9A.4 NCA-LDAS: An Integrated Terrestrial Water Analysis System for Sustained Assessment and Dissemination of National Climate Indicators

Wednesday, 13 January 2016: 2:15 PM
La Nouvelle C ( New Orleans Ernest N. Morial Convention Center)
Michael F. Jasinski, NASA GSFC, Greenbelt, MD; and S. V. Kumar, C. D. Peters-Lidard, K. R. Arsenault, H. Beaudoing, J. Bolten, J. S. Borak, S. J. Kempler, B. Li, Y. Liu, D. M. Mocko, M. Rodell, and B. Vollmer

NCA-LDAS is an integrated terrestrial water analysis system created as an end-to-end enabling tool for sustained assessment and dissemination of terrestrial hydrologic indicators in support of the National Climate Assessment (NCA). The primary features are i) 1/8th degree gridded, daily time series of terrestrial water and energy balance stores, states and fluxes over the continental U.S. focusing on the satellite era (1979-present), ii) development of indicators and estimated trends in our nation's terrestrial hydrology over a wide range of scales and locations, and iii) public dissemination of all forcings and input and output data products through the NCA-LDAS website and the NASA GES-DISC. The ultimate goal is to support sustained assessment of our national terrestrial hydrologic climate for improved scientific understanding, adaptation and management of water resources and related water and energy sectors.

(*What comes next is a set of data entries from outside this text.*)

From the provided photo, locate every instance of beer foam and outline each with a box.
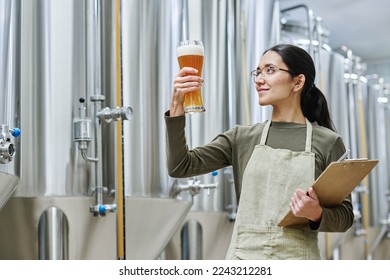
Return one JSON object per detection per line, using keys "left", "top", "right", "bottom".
{"left": 177, "top": 44, "right": 204, "bottom": 56}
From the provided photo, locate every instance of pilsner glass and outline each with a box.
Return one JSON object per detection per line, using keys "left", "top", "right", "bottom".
{"left": 176, "top": 40, "right": 205, "bottom": 113}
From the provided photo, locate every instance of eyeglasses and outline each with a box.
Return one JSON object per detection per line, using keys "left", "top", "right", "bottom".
{"left": 250, "top": 65, "right": 296, "bottom": 83}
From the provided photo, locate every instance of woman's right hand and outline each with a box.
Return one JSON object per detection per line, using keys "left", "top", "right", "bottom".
{"left": 169, "top": 67, "right": 203, "bottom": 117}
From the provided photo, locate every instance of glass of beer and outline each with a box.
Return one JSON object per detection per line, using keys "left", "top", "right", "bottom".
{"left": 176, "top": 40, "right": 205, "bottom": 113}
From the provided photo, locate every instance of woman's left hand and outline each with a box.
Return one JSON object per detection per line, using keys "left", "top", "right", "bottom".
{"left": 290, "top": 187, "right": 323, "bottom": 222}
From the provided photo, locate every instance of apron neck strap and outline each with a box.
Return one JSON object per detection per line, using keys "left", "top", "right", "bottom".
{"left": 260, "top": 118, "right": 313, "bottom": 153}
{"left": 304, "top": 118, "right": 313, "bottom": 153}
{"left": 260, "top": 120, "right": 272, "bottom": 145}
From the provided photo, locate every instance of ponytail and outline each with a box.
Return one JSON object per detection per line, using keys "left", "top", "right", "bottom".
{"left": 301, "top": 84, "right": 336, "bottom": 131}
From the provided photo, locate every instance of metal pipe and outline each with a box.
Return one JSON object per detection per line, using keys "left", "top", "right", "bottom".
{"left": 227, "top": 0, "right": 236, "bottom": 127}
{"left": 344, "top": 47, "right": 358, "bottom": 159}
{"left": 170, "top": 178, "right": 218, "bottom": 199}
{"left": 81, "top": 149, "right": 98, "bottom": 162}
{"left": 280, "top": 4, "right": 314, "bottom": 56}
{"left": 93, "top": 0, "right": 102, "bottom": 97}
{"left": 92, "top": 0, "right": 104, "bottom": 207}
{"left": 239, "top": 0, "right": 251, "bottom": 125}
{"left": 38, "top": 207, "right": 69, "bottom": 260}
{"left": 355, "top": 77, "right": 370, "bottom": 258}
{"left": 181, "top": 220, "right": 202, "bottom": 260}
{"left": 181, "top": 0, "right": 189, "bottom": 41}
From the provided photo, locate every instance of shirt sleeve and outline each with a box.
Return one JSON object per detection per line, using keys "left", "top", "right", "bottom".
{"left": 165, "top": 110, "right": 233, "bottom": 178}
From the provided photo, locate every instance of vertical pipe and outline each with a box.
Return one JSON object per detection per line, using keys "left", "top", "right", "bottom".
{"left": 181, "top": 0, "right": 189, "bottom": 40}
{"left": 280, "top": 5, "right": 314, "bottom": 56}
{"left": 38, "top": 207, "right": 69, "bottom": 260}
{"left": 346, "top": 50, "right": 357, "bottom": 158}
{"left": 357, "top": 82, "right": 370, "bottom": 258}
{"left": 239, "top": 0, "right": 251, "bottom": 125}
{"left": 181, "top": 220, "right": 202, "bottom": 260}
{"left": 93, "top": 0, "right": 102, "bottom": 97}
{"left": 0, "top": 0, "right": 11, "bottom": 122}
{"left": 226, "top": 0, "right": 236, "bottom": 127}
{"left": 115, "top": 0, "right": 125, "bottom": 260}
{"left": 92, "top": 0, "right": 104, "bottom": 207}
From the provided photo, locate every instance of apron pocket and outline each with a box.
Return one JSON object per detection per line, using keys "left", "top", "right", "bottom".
{"left": 235, "top": 225, "right": 309, "bottom": 260}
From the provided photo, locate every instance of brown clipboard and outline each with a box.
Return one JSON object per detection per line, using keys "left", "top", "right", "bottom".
{"left": 277, "top": 159, "right": 379, "bottom": 227}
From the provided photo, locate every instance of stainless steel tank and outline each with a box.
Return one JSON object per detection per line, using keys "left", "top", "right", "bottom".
{"left": 0, "top": 0, "right": 21, "bottom": 210}
{"left": 0, "top": 0, "right": 190, "bottom": 260}
{"left": 3, "top": 0, "right": 387, "bottom": 261}
{"left": 365, "top": 77, "right": 390, "bottom": 225}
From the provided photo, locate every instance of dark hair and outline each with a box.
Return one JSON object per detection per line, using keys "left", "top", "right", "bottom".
{"left": 264, "top": 44, "right": 336, "bottom": 131}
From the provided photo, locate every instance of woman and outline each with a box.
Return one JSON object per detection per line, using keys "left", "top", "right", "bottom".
{"left": 165, "top": 44, "right": 354, "bottom": 259}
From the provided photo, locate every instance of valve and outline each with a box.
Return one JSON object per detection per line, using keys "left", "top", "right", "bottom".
{"left": 0, "top": 124, "right": 21, "bottom": 164}
{"left": 96, "top": 106, "right": 133, "bottom": 123}
{"left": 9, "top": 127, "right": 21, "bottom": 137}
{"left": 90, "top": 204, "right": 117, "bottom": 216}
{"left": 170, "top": 172, "right": 218, "bottom": 199}
{"left": 73, "top": 96, "right": 133, "bottom": 217}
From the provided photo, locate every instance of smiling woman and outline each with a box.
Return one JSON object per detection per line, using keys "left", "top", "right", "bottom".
{"left": 165, "top": 43, "right": 354, "bottom": 260}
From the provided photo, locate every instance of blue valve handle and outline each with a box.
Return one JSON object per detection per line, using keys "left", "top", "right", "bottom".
{"left": 10, "top": 128, "right": 21, "bottom": 137}
{"left": 211, "top": 171, "right": 218, "bottom": 176}
{"left": 98, "top": 205, "right": 107, "bottom": 214}
{"left": 98, "top": 204, "right": 117, "bottom": 214}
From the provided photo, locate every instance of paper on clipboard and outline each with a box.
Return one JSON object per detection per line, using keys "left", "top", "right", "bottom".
{"left": 278, "top": 158, "right": 379, "bottom": 227}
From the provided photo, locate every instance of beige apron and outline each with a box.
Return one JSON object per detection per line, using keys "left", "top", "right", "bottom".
{"left": 226, "top": 119, "right": 321, "bottom": 260}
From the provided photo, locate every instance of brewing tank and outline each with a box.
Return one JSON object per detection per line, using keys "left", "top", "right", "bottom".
{"left": 0, "top": 0, "right": 191, "bottom": 260}
{"left": 0, "top": 0, "right": 21, "bottom": 209}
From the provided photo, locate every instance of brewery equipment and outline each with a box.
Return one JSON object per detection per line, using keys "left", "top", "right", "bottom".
{"left": 0, "top": 125, "right": 20, "bottom": 165}
{"left": 0, "top": 0, "right": 389, "bottom": 260}
{"left": 0, "top": 0, "right": 21, "bottom": 212}
{"left": 0, "top": 0, "right": 191, "bottom": 260}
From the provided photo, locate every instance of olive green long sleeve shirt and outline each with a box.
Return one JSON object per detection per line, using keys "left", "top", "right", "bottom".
{"left": 165, "top": 112, "right": 354, "bottom": 232}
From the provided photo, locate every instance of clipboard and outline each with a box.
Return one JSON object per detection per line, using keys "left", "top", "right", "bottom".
{"left": 277, "top": 158, "right": 379, "bottom": 227}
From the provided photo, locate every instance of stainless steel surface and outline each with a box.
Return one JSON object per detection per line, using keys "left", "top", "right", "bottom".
{"left": 365, "top": 78, "right": 390, "bottom": 226}
{"left": 0, "top": 0, "right": 191, "bottom": 259}
{"left": 181, "top": 220, "right": 202, "bottom": 260}
{"left": 0, "top": 197, "right": 116, "bottom": 259}
{"left": 0, "top": 171, "right": 20, "bottom": 210}
{"left": 0, "top": 0, "right": 21, "bottom": 177}
{"left": 165, "top": 212, "right": 234, "bottom": 260}
{"left": 18, "top": 0, "right": 90, "bottom": 196}
{"left": 125, "top": 198, "right": 192, "bottom": 260}
{"left": 1, "top": 0, "right": 390, "bottom": 260}
{"left": 16, "top": 0, "right": 120, "bottom": 197}
{"left": 38, "top": 207, "right": 69, "bottom": 260}
{"left": 0, "top": 197, "right": 190, "bottom": 260}
{"left": 121, "top": 0, "right": 184, "bottom": 197}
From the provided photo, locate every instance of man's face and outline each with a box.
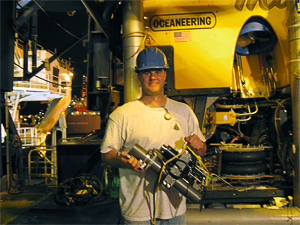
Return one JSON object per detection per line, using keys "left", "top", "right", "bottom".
{"left": 138, "top": 69, "right": 167, "bottom": 96}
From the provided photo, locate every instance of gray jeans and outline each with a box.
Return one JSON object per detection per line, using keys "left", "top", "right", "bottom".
{"left": 121, "top": 213, "right": 186, "bottom": 225}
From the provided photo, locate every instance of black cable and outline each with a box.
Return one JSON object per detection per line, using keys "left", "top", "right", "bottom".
{"left": 14, "top": 62, "right": 23, "bottom": 70}
{"left": 34, "top": 75, "right": 69, "bottom": 87}
{"left": 54, "top": 173, "right": 103, "bottom": 206}
{"left": 33, "top": 0, "right": 81, "bottom": 40}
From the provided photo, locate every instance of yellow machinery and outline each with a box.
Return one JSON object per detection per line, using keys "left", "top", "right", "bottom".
{"left": 139, "top": 0, "right": 298, "bottom": 207}
{"left": 83, "top": 0, "right": 299, "bottom": 209}
{"left": 143, "top": 0, "right": 288, "bottom": 91}
{"left": 1, "top": 1, "right": 299, "bottom": 222}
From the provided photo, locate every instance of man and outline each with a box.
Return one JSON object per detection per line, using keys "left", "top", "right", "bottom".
{"left": 101, "top": 47, "right": 206, "bottom": 224}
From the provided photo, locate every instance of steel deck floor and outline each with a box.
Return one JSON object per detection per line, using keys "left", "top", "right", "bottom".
{"left": 0, "top": 185, "right": 120, "bottom": 225}
{"left": 1, "top": 184, "right": 300, "bottom": 225}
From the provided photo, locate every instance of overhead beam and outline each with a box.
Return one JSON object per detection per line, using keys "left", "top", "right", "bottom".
{"left": 81, "top": 0, "right": 109, "bottom": 39}
{"left": 16, "top": 0, "right": 45, "bottom": 28}
{"left": 24, "top": 33, "right": 87, "bottom": 80}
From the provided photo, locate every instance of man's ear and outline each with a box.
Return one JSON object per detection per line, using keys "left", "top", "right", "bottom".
{"left": 163, "top": 70, "right": 167, "bottom": 80}
{"left": 137, "top": 73, "right": 142, "bottom": 82}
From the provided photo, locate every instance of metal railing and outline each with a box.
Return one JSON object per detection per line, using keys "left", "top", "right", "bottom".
{"left": 28, "top": 146, "right": 57, "bottom": 186}
{"left": 13, "top": 73, "right": 67, "bottom": 95}
{"left": 17, "top": 127, "right": 41, "bottom": 146}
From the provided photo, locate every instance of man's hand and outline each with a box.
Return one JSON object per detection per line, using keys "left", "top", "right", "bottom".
{"left": 184, "top": 134, "right": 207, "bottom": 156}
{"left": 120, "top": 151, "right": 145, "bottom": 173}
{"left": 101, "top": 150, "right": 145, "bottom": 173}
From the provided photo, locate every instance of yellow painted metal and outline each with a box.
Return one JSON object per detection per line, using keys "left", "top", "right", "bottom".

A unique feature is the multivariate assimilation of past and current satellite data products into two NCA-LDAS models; Noah Ver. 3.3 and Catchment Ver. Fortuna 2.5. The satellite environmental data records (EDRs) that have been assimilated into the NCA-LDAS Noah and CLSM models include soil moisture and snow water equivalent from principally microwave sensors such as SMMR, SSM/I, AMSR-E and SMOS, snow covered area from multispectral sensors such as AVHRR, and MODIS, and terrestrial water storage from GRACE. Anticipated new data sets will include AMSR-2 snow depth and soil moisture, VIIRS snow cover, and SMAP L-band brightness temperature.

The Noah and CLSM multivariate assimilation instances above are being used to compute, evaluate, and update the NCA-LDAS water indicators including the principal water budget components and other associated terrestrial stores and fluxes. All NCA-LDAS variables are being made available through the NCA-LDAS website and the NASA GES-DISC, and will be updated annually as new assimilation techniques and EDRs become available.